A 1ª Seção do Superior Tribunal de Justiça concluiu julgamento em recurso repetitivo e definiu que postos revendedores de combustíveis não podem se creditar de PIS e Cofins referentes ao período em que as alíquotas dessas contribuições foram zeradas para produtores e importadores em 2022. A tese, agora obrigatória para todo o Judiciário, encerra disputa iniciada após as mudanças legais aprovadas durante a escalada dos preços internacionais provocada pela guerra entre Rússia e Ucrânia.
Origem da controvérsia
Em março de 2022, a Lei Complementar nº 192 reduziu a zero as alíquotas de PIS e Cofins incidentes sobre gasolina, etanol, diesel e gás de cozinha, medida adotada para conter a alta dos combustíveis. Naquele momento, manteve-se a possibilidade de aproveitamento de créditos vinculados às operações da cadeia. Porém, três meses depois, a Lei Complementar nº 194 revogou esse dispositivo, retirando dos revendedores o acesso aos créditos.

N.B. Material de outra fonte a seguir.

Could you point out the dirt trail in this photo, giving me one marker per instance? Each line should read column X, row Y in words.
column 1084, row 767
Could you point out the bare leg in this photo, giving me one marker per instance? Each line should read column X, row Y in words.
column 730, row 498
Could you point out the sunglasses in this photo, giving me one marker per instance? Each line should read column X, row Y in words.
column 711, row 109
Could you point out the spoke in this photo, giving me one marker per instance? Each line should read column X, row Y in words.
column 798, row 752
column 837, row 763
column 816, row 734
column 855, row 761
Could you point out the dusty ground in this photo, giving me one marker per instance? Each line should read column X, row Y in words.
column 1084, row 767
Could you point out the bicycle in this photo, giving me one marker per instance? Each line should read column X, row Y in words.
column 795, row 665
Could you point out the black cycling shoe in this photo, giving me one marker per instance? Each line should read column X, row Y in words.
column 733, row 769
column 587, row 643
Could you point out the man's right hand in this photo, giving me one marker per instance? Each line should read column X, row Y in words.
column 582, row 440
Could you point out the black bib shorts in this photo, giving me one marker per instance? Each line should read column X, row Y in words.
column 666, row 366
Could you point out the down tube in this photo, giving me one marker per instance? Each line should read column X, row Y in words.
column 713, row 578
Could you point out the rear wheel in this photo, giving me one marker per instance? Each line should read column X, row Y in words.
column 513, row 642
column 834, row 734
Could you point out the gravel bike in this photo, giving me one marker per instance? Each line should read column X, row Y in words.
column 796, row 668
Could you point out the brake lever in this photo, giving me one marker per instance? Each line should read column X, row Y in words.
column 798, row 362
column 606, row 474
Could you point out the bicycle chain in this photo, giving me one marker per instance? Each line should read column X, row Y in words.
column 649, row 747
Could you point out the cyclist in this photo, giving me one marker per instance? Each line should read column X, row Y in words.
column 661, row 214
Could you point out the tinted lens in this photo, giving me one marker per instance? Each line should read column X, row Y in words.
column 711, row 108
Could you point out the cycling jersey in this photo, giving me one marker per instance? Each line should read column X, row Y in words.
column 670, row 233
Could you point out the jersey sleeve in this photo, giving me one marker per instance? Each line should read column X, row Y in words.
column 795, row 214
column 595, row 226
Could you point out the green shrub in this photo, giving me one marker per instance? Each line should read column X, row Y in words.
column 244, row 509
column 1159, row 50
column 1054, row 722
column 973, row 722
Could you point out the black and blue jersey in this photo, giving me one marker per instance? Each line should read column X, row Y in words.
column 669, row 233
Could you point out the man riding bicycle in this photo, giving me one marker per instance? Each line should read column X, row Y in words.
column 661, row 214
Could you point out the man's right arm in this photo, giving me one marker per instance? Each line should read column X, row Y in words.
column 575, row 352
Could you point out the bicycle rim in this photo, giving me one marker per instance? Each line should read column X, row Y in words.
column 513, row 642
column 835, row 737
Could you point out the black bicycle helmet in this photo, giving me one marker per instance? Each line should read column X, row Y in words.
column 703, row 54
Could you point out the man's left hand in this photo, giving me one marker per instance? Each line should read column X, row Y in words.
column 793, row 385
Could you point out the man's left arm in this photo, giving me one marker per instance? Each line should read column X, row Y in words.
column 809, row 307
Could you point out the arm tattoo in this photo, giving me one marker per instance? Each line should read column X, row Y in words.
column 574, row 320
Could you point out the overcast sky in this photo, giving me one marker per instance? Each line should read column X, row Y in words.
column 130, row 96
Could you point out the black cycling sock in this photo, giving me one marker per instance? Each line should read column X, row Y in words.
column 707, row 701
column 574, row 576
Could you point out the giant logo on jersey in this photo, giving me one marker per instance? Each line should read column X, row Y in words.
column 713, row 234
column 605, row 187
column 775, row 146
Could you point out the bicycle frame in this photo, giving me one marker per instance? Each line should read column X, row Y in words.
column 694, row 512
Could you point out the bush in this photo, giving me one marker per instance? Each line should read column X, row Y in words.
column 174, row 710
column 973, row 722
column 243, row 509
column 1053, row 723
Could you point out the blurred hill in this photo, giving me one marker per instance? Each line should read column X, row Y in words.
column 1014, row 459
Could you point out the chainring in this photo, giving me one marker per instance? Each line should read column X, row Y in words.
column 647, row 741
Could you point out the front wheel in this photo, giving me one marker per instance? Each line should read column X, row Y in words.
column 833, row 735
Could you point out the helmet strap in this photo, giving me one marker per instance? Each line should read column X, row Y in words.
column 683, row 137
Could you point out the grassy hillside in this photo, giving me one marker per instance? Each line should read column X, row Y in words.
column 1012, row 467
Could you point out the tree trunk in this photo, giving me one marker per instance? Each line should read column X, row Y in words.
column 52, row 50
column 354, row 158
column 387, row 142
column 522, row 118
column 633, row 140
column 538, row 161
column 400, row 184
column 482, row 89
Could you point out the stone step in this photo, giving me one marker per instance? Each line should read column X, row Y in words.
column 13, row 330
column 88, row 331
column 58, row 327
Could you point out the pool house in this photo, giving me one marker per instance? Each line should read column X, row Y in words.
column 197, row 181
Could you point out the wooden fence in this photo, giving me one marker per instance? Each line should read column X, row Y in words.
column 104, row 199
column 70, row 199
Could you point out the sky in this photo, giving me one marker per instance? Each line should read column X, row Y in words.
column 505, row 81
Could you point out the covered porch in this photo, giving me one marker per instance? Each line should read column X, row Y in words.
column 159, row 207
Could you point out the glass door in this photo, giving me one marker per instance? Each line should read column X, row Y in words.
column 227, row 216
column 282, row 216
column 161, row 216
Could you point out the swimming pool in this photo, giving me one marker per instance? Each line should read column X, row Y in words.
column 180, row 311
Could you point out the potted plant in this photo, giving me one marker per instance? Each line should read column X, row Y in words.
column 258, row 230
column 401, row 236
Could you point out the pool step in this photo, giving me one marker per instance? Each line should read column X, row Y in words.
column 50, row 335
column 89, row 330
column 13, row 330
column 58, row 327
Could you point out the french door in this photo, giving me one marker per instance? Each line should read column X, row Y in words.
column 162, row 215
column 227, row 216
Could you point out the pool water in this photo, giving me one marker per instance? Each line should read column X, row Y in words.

A mudança levou empresas do setor a ajuizarem ações alegando que a exclusão violaria os princípios da anterioridade anual ou, ao menos, da anterioridade nonagesimal. Se a tese prosperasse, os revendedores poderiam compensar créditos até o fim de 2022, gerando valores expressivos a restituir ou abater de tributos correntes.
O julgamento na 1ª Seção
Relatado pelo ministro Gurgel de Faria, o Recurso Especial que virou Tema 1339 foi conduzido sob o rito dos repetitivos, mecanismo que uniformiza a interpretação quando há multiplicidade de processos. O ministro afirmou que a legislação de 2022 não alterou a essência do regime monofásico de combustíveis: a tributação segue concentrada no produtor ou importador, sem gerar créditos para distribuidores ou postos.
Por unanimidade, os demais ministros acompanharam o voto, firmando a seguinte tese: “Empresas revendedoras de combustíveis não possuem direito à constituição de créditos de PIS e Cofins sobre a aquisição de produtos sujeitos à tributação monofásica, ainda que exista redução temporária das alíquotas para os produtores ou importadores”.
Regime monofásico permanece intocado
No regime monofásico, o recolhimento das contribuições acontece em um único ponto da cadeia. Dessa forma, elos subsequentes não podem creditar o que não recolheram. Para o STJ, a redução a zero das alíquotas concedida aos produtores em 2022 não alterou essa lógica; apenas diminuiu, temporariamente, o valor pago na etapa inicial.
Por não ter havido criação de novo direito de crédito, o Tribunal concluiu que também não se aplicam os prazos de anterioridade defendidos pelos contribuintes. Na prática, a retirada da possibilidade de compensação teve efeito imediato, desde a publicação da Lei Complementar nº 194.
Consequências financeiras para o setor
Especialistas em tributação de combustíveis apontam que muitas revendedoras chegaram a habilitar créditos e, em alguns casos, obtiveram ressarcimentos da Receita Federal. Com a fixação da tese, essas empresas poderão ser cobradas a devolver valores recebidos indevidamente, além de enfrentar potenciais autuações com juros e multas.
Apesar do revés, o resultado traz segurança jurídica: a partir de agora, todas as instâncias devem seguir o entendimento do STJ, reduzindo o fluxo de novas ações e liminares sobre o tema.
Posicionamento de órgãos oficiais
A Receita Federal já vinha adotando interpretação alinhada ao regime monofásico, negando pedidos de compensação feitos pelos postos após junho de 2022. A decisão do STJ reforça esse posicionamento administrativo e consolida a jurisprudência em torno da matéria.
Próximos passos processuais
Como o Supremo Tribunal Federal considerou a discussão infraconstitucional, não cabe recurso extraordinário sobre o mérito. Restam às empresas apenas eventuais embargos de declaração para ajustes pontuais, sem efeito suspensivo. Processos em curso nas instâncias inferiores deverão ser ajustados ao precedente, o que inclui a revogação de tutelas provisórias favoráveis aos contribuintes.
Análise de impacto: custo de oportunidade para revendedores
Ao rejeitar o creditamento, o STJ elimina uma alternativa de alívio de caixa que, para muitas revendedoras, servia como compensação à volatilidade dos preços de combustíveis e às margens cada vez mais pressionadas. Sem a possibilidade de abater créditos, as empresas terão de repensar estratégias de fluxo de caixa e projeção de resultados, especialmente num cenário de custos logísticos elevados. Além disso, quem aproveitou o benefício precisará provisionar valores para eventuais devoluções, o que pode impactar indicadores de endividamento e atrair exigências de capital de giro.